John’s out of town so I’m on dog duty. Up until this evening, I imagined that Placitas was the safest place for my little darlings, since I’m having work done at the townhome. I figured between the air conditioning guys, and Sam-the-backyard-brick-guy, someone would leave something open, even for a moment, and I’d lose the dogs. Surely they are totally safe in the Placitas house, with a doggie door that goes out to our new fortress-for-a-courtyard.

At shortly before 7:00 tonight, as I was approaching the house from a distance, I could see a big, gaping opening where the courtyard gate should have been. I immediately imagined all three dogs roaming the countryside, lost in the wind and looking rather enticing to the coyotes.

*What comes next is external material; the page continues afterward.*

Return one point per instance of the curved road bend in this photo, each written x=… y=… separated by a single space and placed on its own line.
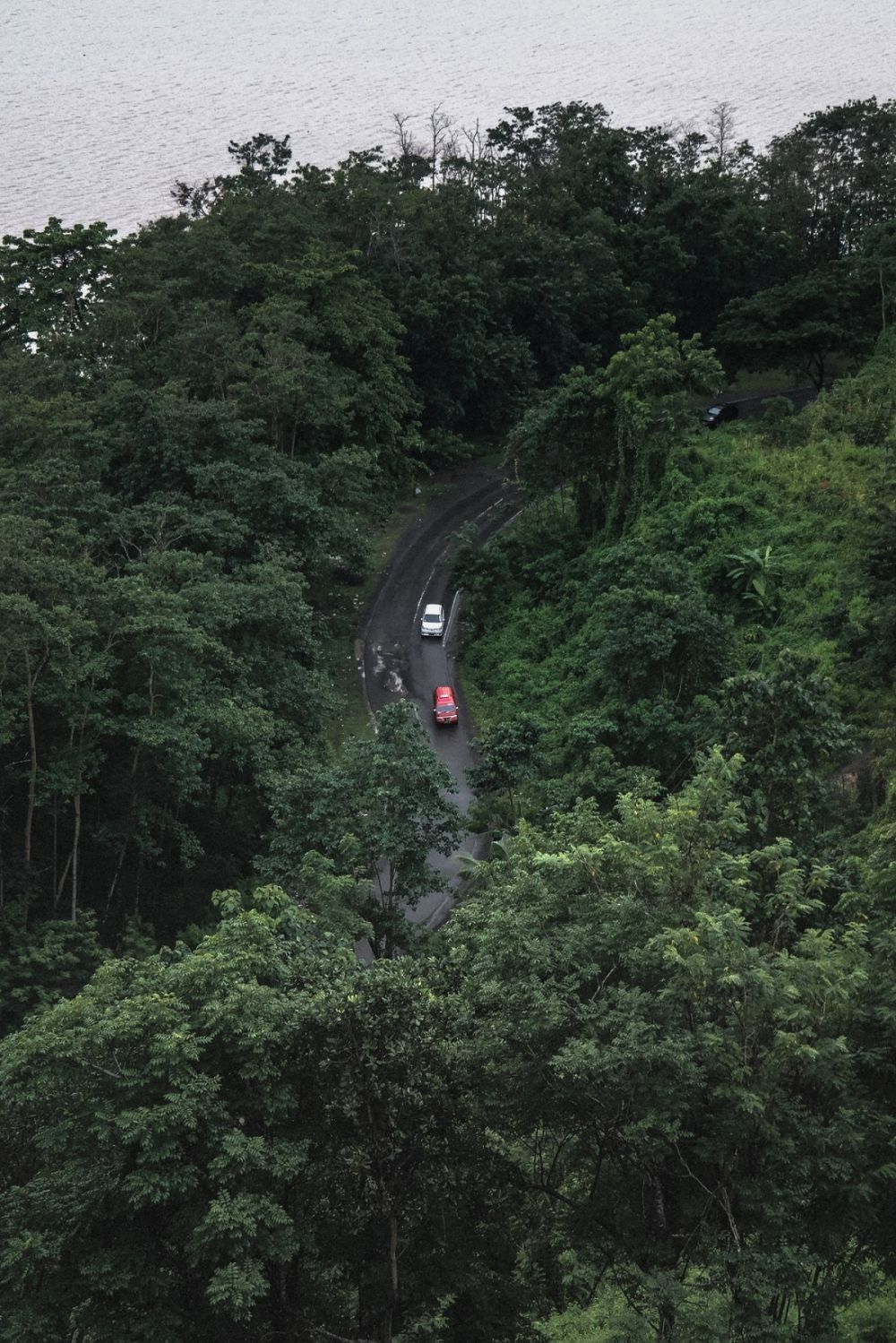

I quickly rescheduled in my mind – I would cancel on my 7:00 client (with no warning, but he’d understand), I’d post the dogs lost on NextDoor.com, and I might have to take the day off and look for them. How long did I have before it got dark? If I could just find them before dark…the likelihood of their survival out here would drop rapidly after dark.

I drove up to the top of that hill, barely parked the car, ran through the door, and there were three little dogs, dancing in the kitchen, happy to see me home!!! Why would they think of exploring the countryside when it was clearly dinner time?

Then I went out to inspect the gate. I assumed it had blown open, but oh my gosh, can you believe this? I’ve seen fences blown down by wind, but this is a mortared stone column reinforced with rebar. Is that nuts? This wind is not ok!

In the morning I’ll get up early and drive the dogs to the Santa Fe house on my way in to work. The mini-splits are done being installed, and I’ll tell Sam-the-backyard-brick-guy not to come tomorrow (not that he’s been coming very often anyway).

Remember when we first moved back from California and I spent a week at this house before John got here and before I found the rental? And there wasn’t a courtyard yet and I had no tools so I tried to put up a temporary fence with lattice panels propped up with rocks and tied with string? String! That seems so laughable now!